Further interview revealed Dr. S8 said he returned to the unit several times during the day patient #2 was discharged from the hospital (1/27/2010) to see if someone from Hospital A called to inform them that they had a bed for patient. He said he knew the resident he talked to and the nurses on that shift would be leaving soon so he told the patient he needed to go to Hospital A but they did not have a bed available. S8 said he did not want the patient to leave AMA because that "would mess up everything so I discharged him. I did it for the best interest of the patient and I will do it again". The survey team asked Dr. S8 if he attempted to transfer patient #2 to another hospital that provided neurosurgical services when he was informed that Hospital A did not have a bed available, and he stated he wanted the patient to see the neurosurgeon at Hospital A because "he is the best".

On 4/07/2010 at 3:00 PM an interview was held with S4 Staff RN who stated that she did hear Dr. S8 tell patient #2 to go ahead and leave and go to (neurosurgeon) at (Hospital A). She said she and the case manager tried to tell S8 that the patient could not just leave and go to Hospital A.

In a telephone interview on 4/08/2010 at 10:10 AM, Dr. S11 Chairman of the Medical Executive Committee said she first heard of patient #2 on 1/27/2010 after the patient had left the hospital. She said later, the CEO from Hospital A called their CEO (at Northern Louisiana Medical Center) and said they (Hospital A) felt Northern Louisiana Medical Center "had dumped the patient and was calling DHH (Department of Health and Hospitals)".

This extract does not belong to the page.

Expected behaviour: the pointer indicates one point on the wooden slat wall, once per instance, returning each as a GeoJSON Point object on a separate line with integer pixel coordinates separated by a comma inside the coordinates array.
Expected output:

Dr. S11 said the members of the MEC reviewed the case and felt patient #2's discharge was inappropriate. S11 said she called S8 and told him they felt it was an inappropriate discharge because the patient had driven himself to Hospital A and the committee felt it would have been in the best interest of the patient to remain at Northern Louisiana Medical Center until the transfer had been completed. Dr. S11 said Dr. S8 replied he felt he had done what was best for the patient, but denied he told the patient to go to Hospital A after discharge from Northern Louisiana Medical Center.